Tang Yue glanced at it, unsure what the point of carrying out the experiment. Any ordinary person could tell that the pencil would fall due to gravity if he released it.
He released his grip.
However, the pencil didn’t fall on Tang Yue’s body.
This was because Tomcat had reached out and grabbed it.
“We can only predict the future in a specific closed system. The unknown influences that come beyond the system are impossible to calculate. It’s just how using Newton’s laws of motion will not allow you to predict me suddenly grabbing it.” Tomcat waved the pencil. “Predictions need conditions. Conditions require drawing lines. And since a line is drawn, it means there is an interior and an exterior. This Universe’s exterior is forever an unknown. It can interfere with you and also not interfere with you.

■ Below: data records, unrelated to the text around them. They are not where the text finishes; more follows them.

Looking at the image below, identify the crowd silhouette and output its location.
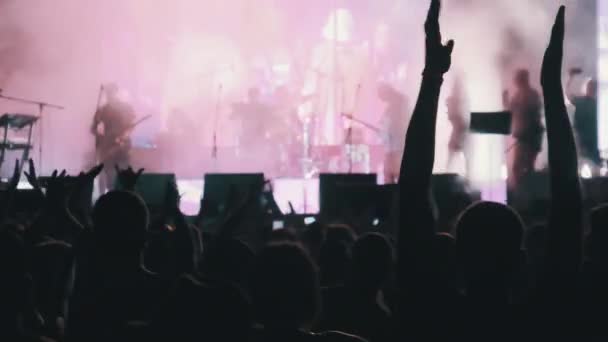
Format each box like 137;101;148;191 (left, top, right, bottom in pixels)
0;1;605;341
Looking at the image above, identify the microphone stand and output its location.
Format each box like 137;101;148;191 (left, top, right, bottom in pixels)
0;90;64;175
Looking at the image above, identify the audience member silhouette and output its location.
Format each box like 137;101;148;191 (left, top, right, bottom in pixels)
199;237;255;293
580;204;608;335
319;233;393;342
154;274;251;342
250;242;366;341
67;191;165;342
30;240;73;340
319;225;357;287
0;229;43;341
456;202;525;336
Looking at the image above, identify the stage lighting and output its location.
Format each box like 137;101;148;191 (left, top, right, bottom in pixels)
581;163;593;179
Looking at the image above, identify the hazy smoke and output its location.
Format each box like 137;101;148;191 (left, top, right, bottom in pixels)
0;0;597;178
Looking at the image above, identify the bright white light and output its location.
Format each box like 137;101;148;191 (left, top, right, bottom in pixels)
501;164;508;181
581;163;593;179
176;179;204;216
17;181;33;190
600;161;608;177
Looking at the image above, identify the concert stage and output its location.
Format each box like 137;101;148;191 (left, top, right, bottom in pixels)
0;0;603;211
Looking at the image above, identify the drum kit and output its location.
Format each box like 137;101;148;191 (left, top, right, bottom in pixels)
229;98;386;178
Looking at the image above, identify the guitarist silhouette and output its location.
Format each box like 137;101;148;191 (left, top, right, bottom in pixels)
91;83;139;193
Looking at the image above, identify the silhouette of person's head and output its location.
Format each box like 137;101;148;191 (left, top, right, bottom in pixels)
326;224;357;245
457;202;523;289
250;242;320;330
514;69;531;90
301;221;325;263
320;239;350;287
320;224;357;286
92;191;149;256
348;233;393;292
590;204;608;265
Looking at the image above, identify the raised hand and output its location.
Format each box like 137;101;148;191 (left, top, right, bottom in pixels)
84;164;104;180
396;1;454;335
46;169;69;203
540;6;583;296
73;164;104;201
24;158;42;192
115;166;144;190
424;0;454;76
541;6;565;89
8;159;20;191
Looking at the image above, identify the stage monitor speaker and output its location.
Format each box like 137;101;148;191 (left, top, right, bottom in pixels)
321;174;475;232
319;173;377;217
332;183;396;224
203;173;265;217
132;173;176;210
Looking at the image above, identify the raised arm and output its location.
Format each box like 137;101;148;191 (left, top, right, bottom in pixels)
397;0;454;331
398;0;453;267
540;6;582;282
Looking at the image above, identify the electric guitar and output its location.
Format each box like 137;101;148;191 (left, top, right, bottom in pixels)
96;115;151;162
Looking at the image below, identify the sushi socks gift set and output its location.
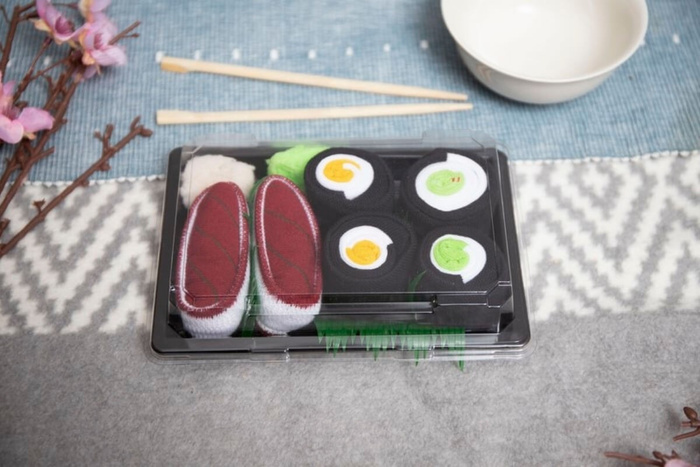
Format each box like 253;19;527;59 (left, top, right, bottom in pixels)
152;134;530;362
175;176;322;338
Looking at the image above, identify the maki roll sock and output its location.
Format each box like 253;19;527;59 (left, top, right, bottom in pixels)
253;176;323;335
415;226;499;292
175;182;251;338
304;148;394;230
323;213;417;294
401;148;490;235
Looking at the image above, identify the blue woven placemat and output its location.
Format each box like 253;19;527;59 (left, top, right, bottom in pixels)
1;0;698;181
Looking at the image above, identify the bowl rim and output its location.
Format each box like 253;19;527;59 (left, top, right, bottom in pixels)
440;0;649;84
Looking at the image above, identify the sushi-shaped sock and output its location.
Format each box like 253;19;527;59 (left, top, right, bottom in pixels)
323;213;417;294
400;148;490;235
415;226;499;292
180;154;256;208
266;145;329;191
175;182;250;338
253;175;323;335
304;148;394;230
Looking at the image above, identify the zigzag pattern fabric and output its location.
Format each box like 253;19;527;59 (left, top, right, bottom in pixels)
0;151;698;334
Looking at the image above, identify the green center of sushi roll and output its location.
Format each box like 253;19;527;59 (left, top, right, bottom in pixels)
426;169;465;196
432;238;469;272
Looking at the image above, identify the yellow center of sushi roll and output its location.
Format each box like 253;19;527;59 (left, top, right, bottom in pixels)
339;226;393;270
323;159;361;183
345;240;382;266
316;154;375;200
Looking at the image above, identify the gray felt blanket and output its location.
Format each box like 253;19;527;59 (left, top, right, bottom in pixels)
1;152;698;466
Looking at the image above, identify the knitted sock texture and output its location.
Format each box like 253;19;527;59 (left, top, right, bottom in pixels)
400;148;491;236
323;212;417;294
304;148;394;231
415;226;499;293
266;145;329;192
179;155;257;208
175;182;250;338
253;175;323;334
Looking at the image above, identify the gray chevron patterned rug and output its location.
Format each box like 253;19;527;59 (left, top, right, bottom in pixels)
1;152;699;465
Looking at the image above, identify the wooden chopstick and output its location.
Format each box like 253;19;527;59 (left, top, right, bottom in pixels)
156;103;473;125
160;56;468;102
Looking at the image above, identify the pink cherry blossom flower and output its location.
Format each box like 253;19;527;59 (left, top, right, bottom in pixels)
32;0;82;45
78;17;127;79
0;73;54;144
0;77;15;115
78;0;111;23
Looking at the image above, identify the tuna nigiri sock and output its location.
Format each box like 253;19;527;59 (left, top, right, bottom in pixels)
174;182;250;338
252;175;323;335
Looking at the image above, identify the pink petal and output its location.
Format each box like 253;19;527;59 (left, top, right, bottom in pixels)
666;460;697;467
82;65;98;80
91;0;111;13
37;0;78;43
2;81;15;96
0;114;24;144
54;16;76;38
79;0;110;18
16;107;54;133
81;18;115;50
36;0;49;17
92;16;118;39
42;1;64;28
0;80;15;114
92;31;105;50
91;45;127;67
81;29;96;50
5;106;19;120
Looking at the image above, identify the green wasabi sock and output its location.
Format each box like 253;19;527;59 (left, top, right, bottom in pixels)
266;145;329;191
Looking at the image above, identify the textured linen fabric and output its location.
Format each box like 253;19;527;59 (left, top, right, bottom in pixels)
0;153;699;465
0;0;698;182
0;0;698;463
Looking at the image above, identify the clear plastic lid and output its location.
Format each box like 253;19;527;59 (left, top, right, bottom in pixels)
151;132;531;363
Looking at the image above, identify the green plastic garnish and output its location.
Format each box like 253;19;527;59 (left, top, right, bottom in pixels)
432;238;469;272
266;145;329;191
314;319;467;365
426;169;464;196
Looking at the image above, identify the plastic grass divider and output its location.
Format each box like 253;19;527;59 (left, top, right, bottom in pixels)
315;319;467;363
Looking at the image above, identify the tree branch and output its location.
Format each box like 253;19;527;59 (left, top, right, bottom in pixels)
14;37;52;98
0;3;35;75
0;69;80;219
674;406;700;442
0;6;10;24
0;118;152;258
109;21;140;45
603;452;662;466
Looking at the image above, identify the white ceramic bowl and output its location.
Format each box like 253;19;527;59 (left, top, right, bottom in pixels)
441;0;648;104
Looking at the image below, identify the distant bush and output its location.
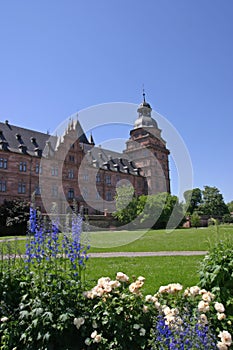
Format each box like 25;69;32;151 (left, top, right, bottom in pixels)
222;214;233;224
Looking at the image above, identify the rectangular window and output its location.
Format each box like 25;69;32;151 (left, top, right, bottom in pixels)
35;185;41;195
35;163;42;174
83;207;89;215
0;158;8;169
68;169;74;179
69;155;75;162
51;166;58;176
18;182;26;194
68;188;74;199
0;180;6;192
106;191;112;201
83;188;88;199
105;175;111;185
83;173;89;181
19;162;27;172
96;174;101;183
96;192;101;200
52;185;58;197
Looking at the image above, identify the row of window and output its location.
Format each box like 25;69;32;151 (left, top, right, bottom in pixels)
0;181;26;194
0;159;138;187
0;181;113;201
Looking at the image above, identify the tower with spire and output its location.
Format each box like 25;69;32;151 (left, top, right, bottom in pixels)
124;91;170;195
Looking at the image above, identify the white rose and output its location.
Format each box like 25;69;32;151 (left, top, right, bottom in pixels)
143;305;149;313
137;276;145;282
73;317;85;329
199;314;208;325
145;294;153;302
217;313;226;321
116;272;129;283
218;330;232;346
215;302;225;313
91;330;97;339
217;342;228;350
198;300;210;313
190;286;200;296
94;334;102;343
139;328;146;336
133;324;140;330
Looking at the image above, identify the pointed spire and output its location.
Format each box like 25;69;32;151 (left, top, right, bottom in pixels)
89;132;95;145
142;85;146;103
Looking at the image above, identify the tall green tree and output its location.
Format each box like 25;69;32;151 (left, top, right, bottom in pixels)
183;188;202;214
113;184;138;224
199;186;229;218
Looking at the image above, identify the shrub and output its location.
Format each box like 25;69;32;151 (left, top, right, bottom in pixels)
0;206;90;349
149;283;232;350
74;273;158;349
73;277;232;350
199;238;233;332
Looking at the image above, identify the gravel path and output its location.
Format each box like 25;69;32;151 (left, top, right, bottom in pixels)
89;251;208;258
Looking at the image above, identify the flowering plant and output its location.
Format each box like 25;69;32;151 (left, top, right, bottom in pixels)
149;282;232;349
72;275;233;350
0;205;90;350
73;272;158;349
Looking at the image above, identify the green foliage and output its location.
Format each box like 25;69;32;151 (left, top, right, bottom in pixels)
184;188;202;214
0;207;89;349
227;201;233;213
0;261;84;349
113;184;138;224
114;190;184;229
0;199;30;227
222;214;233;224
191;211;201;228
78;274;157;349
199;186;229;218
199;238;233;331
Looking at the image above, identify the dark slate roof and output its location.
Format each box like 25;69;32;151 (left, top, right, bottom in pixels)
84;145;141;176
0;120;90;157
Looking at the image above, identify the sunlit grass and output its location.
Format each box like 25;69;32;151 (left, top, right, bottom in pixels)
84;255;202;295
88;225;233;252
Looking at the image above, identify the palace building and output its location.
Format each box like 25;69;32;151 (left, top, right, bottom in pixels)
0;94;170;215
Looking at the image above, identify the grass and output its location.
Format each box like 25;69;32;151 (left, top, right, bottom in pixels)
1;225;233;254
84;255;202;295
88;225;233;252
1;225;232;294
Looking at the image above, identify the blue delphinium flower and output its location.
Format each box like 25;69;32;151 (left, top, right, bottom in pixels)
152;313;217;349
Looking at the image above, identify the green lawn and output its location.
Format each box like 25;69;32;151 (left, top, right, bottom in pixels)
1;225;232;294
84;255;202;295
88;225;233;252
1;225;233;254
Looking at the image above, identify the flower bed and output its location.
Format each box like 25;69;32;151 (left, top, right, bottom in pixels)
0;207;232;349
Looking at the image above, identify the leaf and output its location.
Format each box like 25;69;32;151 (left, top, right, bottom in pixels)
19;310;29;319
42;311;53;322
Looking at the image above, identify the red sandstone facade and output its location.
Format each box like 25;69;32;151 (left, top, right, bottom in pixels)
0;96;170;216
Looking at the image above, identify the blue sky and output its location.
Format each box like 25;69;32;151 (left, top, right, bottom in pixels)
0;0;232;203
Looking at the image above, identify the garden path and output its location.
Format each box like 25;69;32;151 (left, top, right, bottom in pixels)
89;251;207;257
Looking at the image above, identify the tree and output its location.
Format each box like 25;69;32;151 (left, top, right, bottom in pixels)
138;193;184;229
113;185;138;224
183;188;202;214
199;186;229;218
114;190;184;229
227;201;233;213
190;212;201;228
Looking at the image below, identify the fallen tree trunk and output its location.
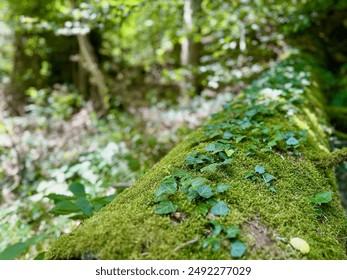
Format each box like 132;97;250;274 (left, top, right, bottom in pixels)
46;50;347;260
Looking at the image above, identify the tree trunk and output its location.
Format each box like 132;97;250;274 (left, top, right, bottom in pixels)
4;32;42;115
180;0;202;103
46;50;347;260
77;34;109;113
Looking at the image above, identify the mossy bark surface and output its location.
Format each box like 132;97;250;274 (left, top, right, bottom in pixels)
46;51;347;260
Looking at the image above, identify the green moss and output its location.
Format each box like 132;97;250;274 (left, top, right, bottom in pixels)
315;148;347;169
46;52;347;260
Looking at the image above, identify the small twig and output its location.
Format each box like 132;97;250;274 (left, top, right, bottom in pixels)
112;182;133;188
174;237;199;251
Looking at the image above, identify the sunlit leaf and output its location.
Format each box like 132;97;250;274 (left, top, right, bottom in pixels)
308;192;332;205
290;237;310;254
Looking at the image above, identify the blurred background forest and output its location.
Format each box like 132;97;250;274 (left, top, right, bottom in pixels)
0;0;347;259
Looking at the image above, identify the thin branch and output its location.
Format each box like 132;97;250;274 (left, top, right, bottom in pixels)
174;237;199;251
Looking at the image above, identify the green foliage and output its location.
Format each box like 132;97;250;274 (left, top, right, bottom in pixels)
308;192;333;205
230;240;247;258
210;201;229;216
154;201;178;215
0;234;47;260
48;182;115;218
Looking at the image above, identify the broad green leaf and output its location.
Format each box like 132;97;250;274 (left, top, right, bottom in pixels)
76;197;93;217
254;165;265;174
34;252;46;260
202;237;221;252
290;237;310;254
216;184;231;193
46;193;74;202
286;137;299;146
225;226;240;238
49;201;80;215
308;191;332;205
262;173;276;183
0;234;47;260
211;201;229;216
68;182;86;197
230;240;247;258
154;201;178;215
196;185;214;199
210;221;224;235
201;163;219;173
0;243;27;260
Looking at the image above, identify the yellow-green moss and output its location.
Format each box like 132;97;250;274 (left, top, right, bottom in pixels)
46;52;347;260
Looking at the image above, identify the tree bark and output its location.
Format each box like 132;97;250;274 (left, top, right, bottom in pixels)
46;50;347;260
180;0;202;103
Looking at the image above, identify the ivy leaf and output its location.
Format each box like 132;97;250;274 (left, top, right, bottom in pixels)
206;142;230;154
68;182;86;198
246;149;256;156
185;153;204;165
222;132;233;140
154;201;178;215
262;173;276;183
210;221;224;235
216;184;231;193
286;137;299;146
230;240;247;258
235;135;246;143
172;169;191;179
211;201;229;216
225;226;240;238
308;192;332;205
187;189;199;201
202;237;221;252
155;177;178;198
254;165;265;174
220;158;232;165
225;148;236;157
244;171;255;179
196;185;214;199
191;177;209;188
201;163;219;173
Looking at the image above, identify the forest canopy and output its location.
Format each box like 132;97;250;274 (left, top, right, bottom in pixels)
0;0;346;260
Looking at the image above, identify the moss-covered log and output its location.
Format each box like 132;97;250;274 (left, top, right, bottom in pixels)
46;50;347;260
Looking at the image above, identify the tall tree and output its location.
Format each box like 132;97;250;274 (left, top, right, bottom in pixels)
180;0;202;103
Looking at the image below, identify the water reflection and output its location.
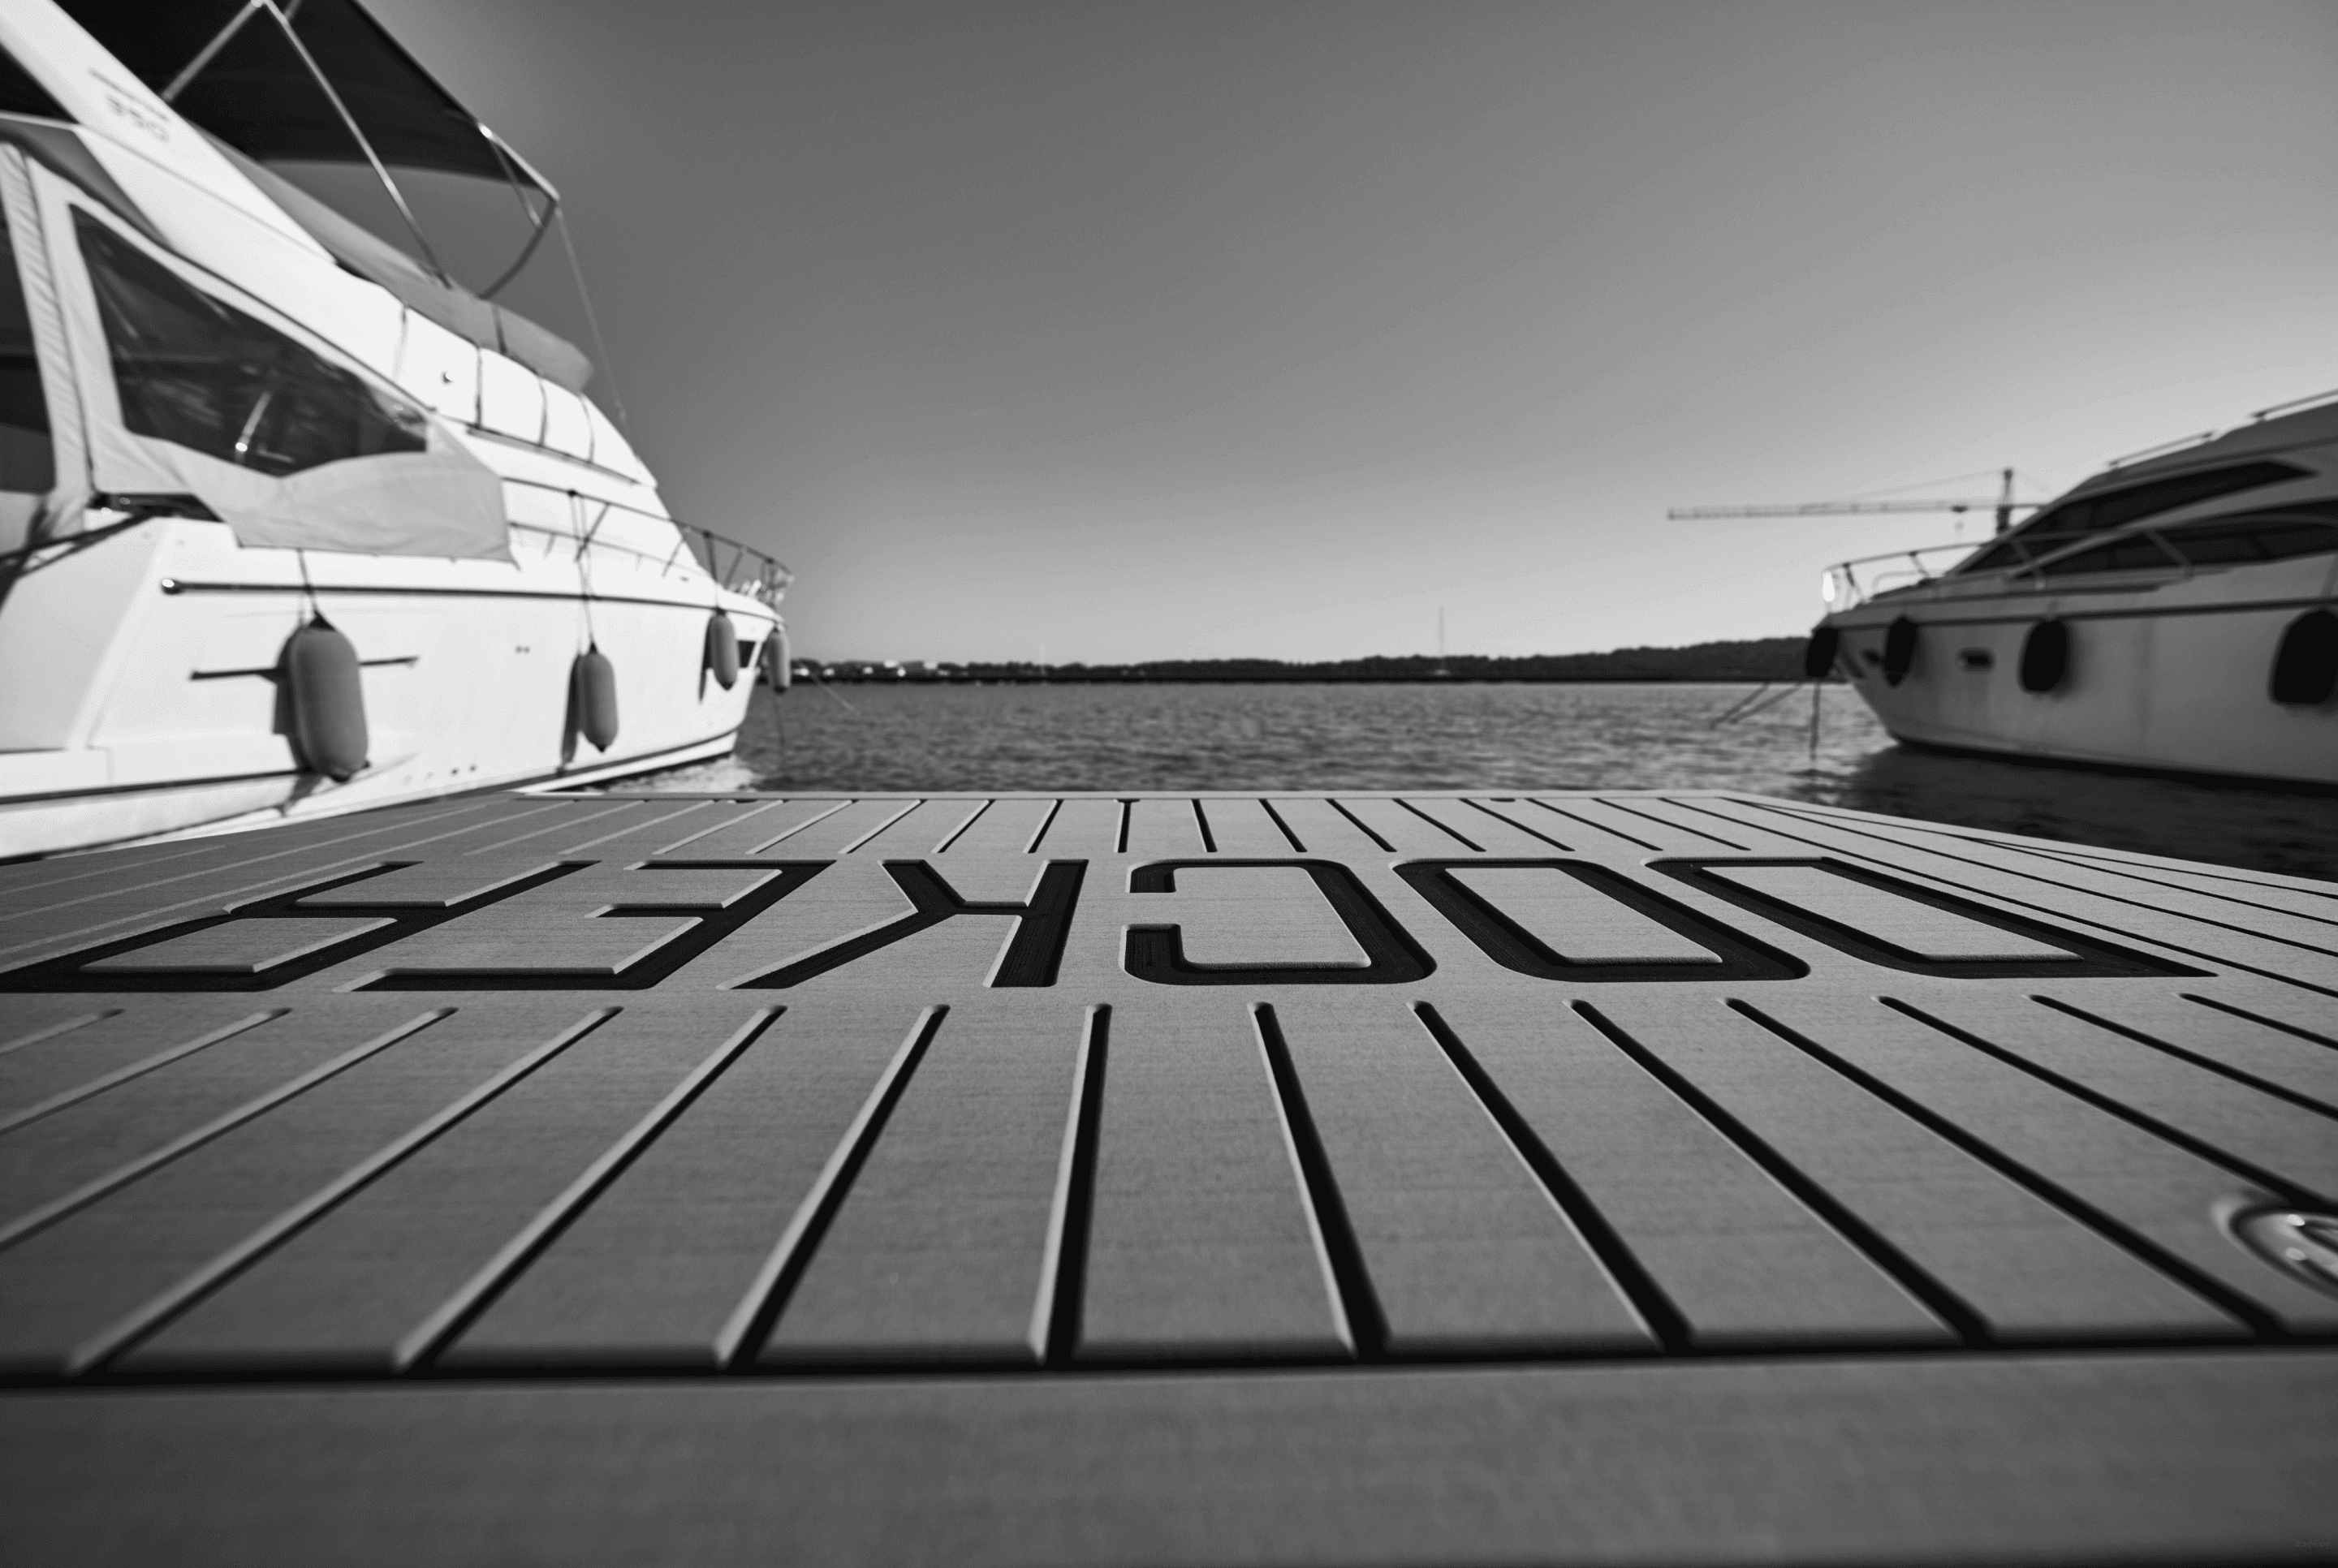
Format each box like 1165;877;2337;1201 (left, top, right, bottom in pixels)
1794;744;2338;883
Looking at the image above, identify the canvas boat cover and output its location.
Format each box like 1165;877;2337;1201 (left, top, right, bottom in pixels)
49;0;592;392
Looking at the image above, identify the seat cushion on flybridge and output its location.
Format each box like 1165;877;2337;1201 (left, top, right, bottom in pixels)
0;789;2332;1566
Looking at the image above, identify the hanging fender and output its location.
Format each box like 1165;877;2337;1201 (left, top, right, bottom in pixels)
280;618;369;782
704;610;740;691
571;644;621;751
1801;625;1840;680
2269;608;2338;707
2017;618;2070;694
761;621;792;691
1880;615;1918;686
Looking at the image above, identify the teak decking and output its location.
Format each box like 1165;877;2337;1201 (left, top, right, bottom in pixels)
1;790;2332;1564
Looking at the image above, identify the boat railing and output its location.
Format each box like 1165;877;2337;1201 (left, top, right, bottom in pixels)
500;477;792;605
1819;540;1999;608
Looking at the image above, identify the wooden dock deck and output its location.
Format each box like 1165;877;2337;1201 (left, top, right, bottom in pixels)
2;789;2332;1565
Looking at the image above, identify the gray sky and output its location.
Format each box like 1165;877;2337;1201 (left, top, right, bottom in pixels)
372;1;2338;663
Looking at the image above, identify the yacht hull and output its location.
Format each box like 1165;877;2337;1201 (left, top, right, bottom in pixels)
1824;558;2337;786
0;518;777;858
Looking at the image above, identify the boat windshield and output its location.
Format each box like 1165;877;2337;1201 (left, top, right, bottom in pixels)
76;212;426;478
1957;459;2307;575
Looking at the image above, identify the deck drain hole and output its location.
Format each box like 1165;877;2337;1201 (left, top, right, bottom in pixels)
2229;1208;2338;1299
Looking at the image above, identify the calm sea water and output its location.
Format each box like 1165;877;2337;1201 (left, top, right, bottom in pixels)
641;681;2338;882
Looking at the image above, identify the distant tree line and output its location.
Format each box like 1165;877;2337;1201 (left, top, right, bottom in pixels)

The best interference is that an advanced civilization’s spacecraft suddenly lands in front of us and the next second pulls you up to reach the other end of the Milky Way via a wormhole.”
“That’s just sophistry.” Tang Yue was at a loss for a comeback.
“But it adheres to logic.” Tomcat harrumphed.
Tang Yue looked at the dark red sky; his thoughts a mystery. The farthest he could see was the thin clouds twenty kilometers high. And above the clouds, the atmosphere was slowly stirring, carrying billions of tonnes of dust and sand as they began enveloping all of Mars.